The heart of this problem is how algorithms cultivate and optimise content without having our best interest at heart. Their ad-based business model are no different from TV:
“The audience’s brain must be available. Our programs have the aspiration to (...) distract and relax to prepare it between two messages.[…] What we sell to Coca-Cola is available brain time.”
Patrick Le Lay, former CEO of TF1 (France’s most popular commercial TV channel)
Algorithms are more subtle than TV programming. Not only are they getting smarter by the day, but they are also influencing the unconscious part of our brains.
Eric Sadin, a technology philosopher, encapsulates this phenomenon within the spectral life concept. A life guided by unseen voices nudging our decision-making. Just like an autocomplete feature can write emails in our stead or dating apps can design our succession, content anchors themes, ideas, or memes in our brains which, in turn, influence our everyday decisions and the people in our surroundings.
Content grinder
There was a time when Netflix produced interesting hits. Nowadays, their titles are rarely arresting or perhaps their sheer number drowns out the remarkable ones. And yet we browse until finding the piece of content that will satisfy us, akin to pornography.
News also have an addictive dimension. Some documentaries are harder to tell apart from fiction. More often than we'd like to believe, they're manufactured to carry hidden agendas. They can be force-fed to us as a diversion from reality when given a disproportional share of voice within news cycles.
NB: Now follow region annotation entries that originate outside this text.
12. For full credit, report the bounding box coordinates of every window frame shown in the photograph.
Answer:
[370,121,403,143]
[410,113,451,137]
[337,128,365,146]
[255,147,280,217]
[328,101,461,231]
This accentuates their actual urgency and makes us prone to take an unconscious stance on a given issue.
Intentional consumption
To free ourselves from this invisible form of control we need individual revolutions.
Cutting our ties to social networks is still the most effective strategy, but this can be too much for the addicts we have become.
Understanding our dependence to content, with social networks as industrial dealers and AI acting as the new sophisticated producer, is a critical first step.
Asking companies what metrics their algorithms are optimising for is a long shot, but we need to prevent losing our authenticity and free will.
At the very least, let’s become a conscious and intentional audience before we forget how important this is.